Don’t know if you had the chance to skim through the blog post I linked, but I think I’ve got a pretty decent grasp of the mechanics of GPs from a ~frequentist perspective. The author arrives at the optimal Kernel hyperparamters (L and sigma for the ExpQuad covariance function) by optimization of the log marginal likelihood.
From the SR code snippet and your explanation, I can see that the author chose to supply a Poisson likelihood and correspondingly selected the Latent GP. I have a few thoughts/questions to this end:
How is the Bayesian/PyMC3 approach different than the frequentist one? (It seems that rather than optimizing kernel hyperparameters, they’re sampled via HMC.)
How does the decision logic to supply your own likelihood (and use the Latent GP) work? (I haven’t come across this idea before.)
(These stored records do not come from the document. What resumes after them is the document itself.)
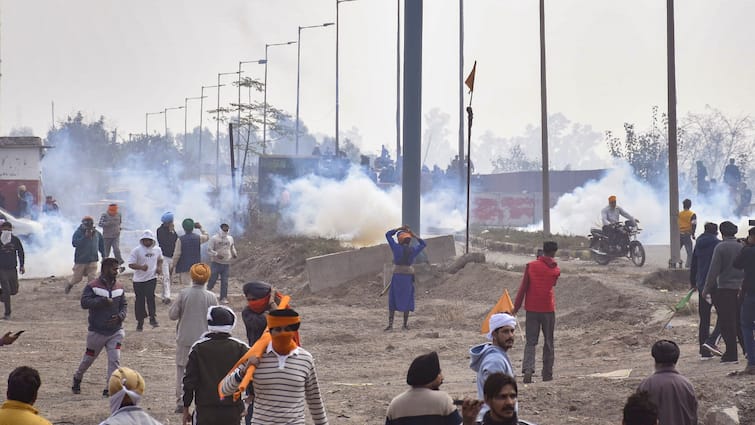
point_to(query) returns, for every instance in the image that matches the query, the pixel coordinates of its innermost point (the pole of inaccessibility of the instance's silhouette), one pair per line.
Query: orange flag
(470, 80)
(504, 305)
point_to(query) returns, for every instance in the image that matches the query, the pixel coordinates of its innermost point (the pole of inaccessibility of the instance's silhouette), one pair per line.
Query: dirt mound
(668, 279)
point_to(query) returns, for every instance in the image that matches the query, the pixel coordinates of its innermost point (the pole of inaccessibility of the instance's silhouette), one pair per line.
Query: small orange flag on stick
(504, 305)
(470, 80)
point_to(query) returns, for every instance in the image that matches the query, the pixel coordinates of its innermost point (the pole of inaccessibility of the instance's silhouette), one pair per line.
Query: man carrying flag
(540, 277)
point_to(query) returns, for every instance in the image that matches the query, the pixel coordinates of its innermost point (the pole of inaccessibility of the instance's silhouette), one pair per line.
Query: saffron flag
(504, 305)
(470, 80)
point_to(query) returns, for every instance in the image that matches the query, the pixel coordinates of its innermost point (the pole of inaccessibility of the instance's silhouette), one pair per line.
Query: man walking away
(698, 271)
(423, 403)
(211, 357)
(537, 289)
(18, 409)
(10, 249)
(126, 390)
(105, 299)
(668, 389)
(88, 244)
(190, 309)
(221, 250)
(492, 357)
(147, 262)
(723, 283)
(687, 226)
(746, 261)
(188, 252)
(166, 239)
(111, 221)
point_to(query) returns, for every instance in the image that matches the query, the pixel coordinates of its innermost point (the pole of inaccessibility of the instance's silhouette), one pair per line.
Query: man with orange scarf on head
(284, 377)
(110, 221)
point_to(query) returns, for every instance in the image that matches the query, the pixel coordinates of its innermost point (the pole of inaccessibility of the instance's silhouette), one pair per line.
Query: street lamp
(165, 115)
(261, 62)
(217, 130)
(146, 121)
(298, 75)
(264, 106)
(186, 110)
(201, 107)
(338, 2)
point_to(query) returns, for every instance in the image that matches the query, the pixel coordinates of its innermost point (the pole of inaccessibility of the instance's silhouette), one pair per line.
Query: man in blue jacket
(105, 299)
(701, 256)
(89, 245)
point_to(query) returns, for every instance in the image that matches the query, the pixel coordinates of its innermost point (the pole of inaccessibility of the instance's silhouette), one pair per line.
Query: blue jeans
(222, 270)
(747, 321)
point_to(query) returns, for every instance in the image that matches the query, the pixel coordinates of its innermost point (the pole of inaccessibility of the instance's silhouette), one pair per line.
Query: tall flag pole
(470, 84)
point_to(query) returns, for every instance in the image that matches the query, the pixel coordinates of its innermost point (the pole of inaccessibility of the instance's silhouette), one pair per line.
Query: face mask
(283, 343)
(258, 306)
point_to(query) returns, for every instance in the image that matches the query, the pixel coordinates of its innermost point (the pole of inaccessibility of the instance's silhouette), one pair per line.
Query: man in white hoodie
(147, 262)
(221, 250)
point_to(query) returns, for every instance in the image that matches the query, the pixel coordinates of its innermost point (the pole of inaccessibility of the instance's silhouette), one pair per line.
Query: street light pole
(186, 110)
(201, 111)
(264, 102)
(217, 130)
(146, 121)
(298, 75)
(165, 115)
(238, 119)
(338, 2)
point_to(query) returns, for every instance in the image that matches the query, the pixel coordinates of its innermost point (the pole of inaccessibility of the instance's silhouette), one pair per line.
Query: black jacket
(9, 252)
(95, 299)
(210, 360)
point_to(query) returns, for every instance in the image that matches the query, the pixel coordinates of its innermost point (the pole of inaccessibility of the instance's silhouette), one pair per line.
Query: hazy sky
(606, 60)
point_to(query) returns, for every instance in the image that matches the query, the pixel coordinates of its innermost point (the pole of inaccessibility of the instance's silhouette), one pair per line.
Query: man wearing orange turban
(190, 309)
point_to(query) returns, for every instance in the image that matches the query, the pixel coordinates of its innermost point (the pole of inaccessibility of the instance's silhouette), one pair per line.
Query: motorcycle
(619, 241)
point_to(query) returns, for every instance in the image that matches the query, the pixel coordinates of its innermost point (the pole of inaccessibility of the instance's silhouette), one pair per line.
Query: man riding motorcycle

Big picture-I’m decently familiar with GPs; the Bayesian/PyMC3 connection seems to be where I’m most confused as log marginal likelihood optimization has either been abstracted away, replaced with something else (say sampling) and in some cases, the likelihood isn’t necessary at all (which is new for me.)
I didn’t have the chance to read the blog you linked to.
The difference you are hinting at here is the difference between maximization (find the most likely value) and integration (find the most likely values, weighted by the prior over it’s entire range, which indeed the HMC tries to approximate). Now GPs are in their nature a Bayesian construct, so I am not sure how frequentistic the approach in the blog really is.
The logic is very simple, if your observed outcome data can be modeled with a multivariate gaussian you can (but might not want to) use a GP likelihood, otherwise you must necessarily be in the latent case.
Latent GPs are used to get latent parameters which will somehow end up influencing your likelihood, such as the intercepts or slopes in a hierarchical GLM model.
The book example above uses a latent GP to get an island specific intercept (which depends on distance data) in a Poisson GLM. Obviously a GP likelihood is out of the question since the data can only be positive.
It should also possible to have a latent and likelihood GP in the same model, but I don’t know how common this is.